Monday, June 1, 2009

some thoughts on identity

There's a few places I want to take this blog, but I think essentially I want to talk about identity and how well we can really know ourselves and what kind of things can change our identity. Personally, I really don't like people thinking things about me that aren't true. If someone gets the wrong impression of me or something, it upsets me. When I was just spewing out a handful of completely untrue facts about myself on plurk, even though I clearly stated that they were lies, it still made me feel just a bit uncomfortable. Why? Why does it really matter if people know the real me or not? Who even is the real me? I don't even fully know myself, so why do I have this drive to make sure people are getting an accurate picture of me? Technology especially, allows us to be whoever we want, but somehow I still don't like being someone I'm not.

This kind of leads into the 4th dimensional image of ourselves we were talking about today. We've created this whole other level of ourselves for the world to see and to get to know us through. We've discovered and taken full advantage of this new level of self expression and presentation of image. Why? Why do we create all these images of ourselves, and not only create them, but save them? Maybe we're doing it for posterity's sake. So that we can feel like we left a physical impact on the world when our physical selves are gone. Maybe it's because we all like having these things that identify us, but we've never really been able to make those things as tangible and physical as we can now, so now we're obsessed with saving them. Maybe this pack rat behavior is just an intrinsic piece of humanity, as was suggested in class. Maybe we collect and save things about ourselves because we like the idea of having more intelligent and accurate knowledge--our own memory really isn't that great and technology can expand our abilities to be able to hold a LOT more information. Maybe we're just information whores like the characters in QCJ with their access to the Hive mind or in Postsingular with access to the orphidnet.

So then if we have this so called identity and we like to keep an accurate representation of it, what happens to that identity when we engage in fiction? Or when we go back in time like in Primer? The time travel clearly changed Abe and Aaron to the point where their friendship was destroyed and they were attacking their former/present selves and taking risks they wouldn't have taken before. Which version of themself is more true? Which deserves to live? Which one is the real identity? Is there 2+ identities now? Or is there exact duplicates of the same identity? It seems to me that the more times they travelled in the box, the more crazy and desperate they got. It changed them. And not surprisingly since our brains would probably have a difficult time adjusting to that kind of leap through reality.
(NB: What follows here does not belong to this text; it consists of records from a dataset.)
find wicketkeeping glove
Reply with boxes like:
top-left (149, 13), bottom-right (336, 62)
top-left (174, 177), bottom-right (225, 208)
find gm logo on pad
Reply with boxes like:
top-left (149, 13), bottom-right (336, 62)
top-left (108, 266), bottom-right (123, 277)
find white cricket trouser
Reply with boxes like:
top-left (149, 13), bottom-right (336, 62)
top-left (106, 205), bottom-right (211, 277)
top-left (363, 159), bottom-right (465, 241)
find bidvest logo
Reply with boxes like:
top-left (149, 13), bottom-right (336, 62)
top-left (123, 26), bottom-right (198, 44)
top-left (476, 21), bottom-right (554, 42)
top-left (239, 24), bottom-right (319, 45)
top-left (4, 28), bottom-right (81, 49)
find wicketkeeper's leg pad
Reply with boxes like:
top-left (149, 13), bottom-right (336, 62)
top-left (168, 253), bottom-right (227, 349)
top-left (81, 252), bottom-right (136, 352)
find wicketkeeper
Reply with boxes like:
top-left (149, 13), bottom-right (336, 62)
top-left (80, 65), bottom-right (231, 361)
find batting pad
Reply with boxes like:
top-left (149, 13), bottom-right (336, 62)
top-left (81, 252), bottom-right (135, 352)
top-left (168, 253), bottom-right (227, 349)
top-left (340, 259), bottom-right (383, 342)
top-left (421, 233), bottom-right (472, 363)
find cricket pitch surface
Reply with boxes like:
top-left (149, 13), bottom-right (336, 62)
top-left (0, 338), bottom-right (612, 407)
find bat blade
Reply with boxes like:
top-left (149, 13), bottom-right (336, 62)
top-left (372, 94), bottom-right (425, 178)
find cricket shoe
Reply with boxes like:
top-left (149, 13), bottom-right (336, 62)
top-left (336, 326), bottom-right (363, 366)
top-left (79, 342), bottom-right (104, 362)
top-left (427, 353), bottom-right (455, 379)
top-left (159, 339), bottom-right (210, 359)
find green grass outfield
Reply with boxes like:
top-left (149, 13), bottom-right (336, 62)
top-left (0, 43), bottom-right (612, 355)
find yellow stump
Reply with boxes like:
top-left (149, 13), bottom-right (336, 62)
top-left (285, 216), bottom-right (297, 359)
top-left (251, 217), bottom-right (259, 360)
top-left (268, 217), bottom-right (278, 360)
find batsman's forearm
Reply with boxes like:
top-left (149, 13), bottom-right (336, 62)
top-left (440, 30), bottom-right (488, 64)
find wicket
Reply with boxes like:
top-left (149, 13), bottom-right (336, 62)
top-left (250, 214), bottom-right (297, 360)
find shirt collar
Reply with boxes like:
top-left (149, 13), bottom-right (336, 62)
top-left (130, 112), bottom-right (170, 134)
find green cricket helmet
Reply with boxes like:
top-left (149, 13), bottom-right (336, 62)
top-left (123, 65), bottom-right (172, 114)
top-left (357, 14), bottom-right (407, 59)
Do we also change when we engage in fiction? Or how about when we're dreaming? We do all kinds of things when we're playing a video game, or dreaming that we would never do in real life. But who's to say which one is "real" life? Why doesn't something you do in a game or write in a fictional story, or do in a dream count towards this image of yourself that gets projected to others? When in fiction we get this pass, this excuse, to do things we wouldn't "normally" do. But engaging in fiction is a pretty normal and frequent thing. The things we think and do in fiction are just as "real" as the things we do in real life. Maybe even more so since we're free to feel and think things without any social expectations or rules, since we have escaped to this fictional realm.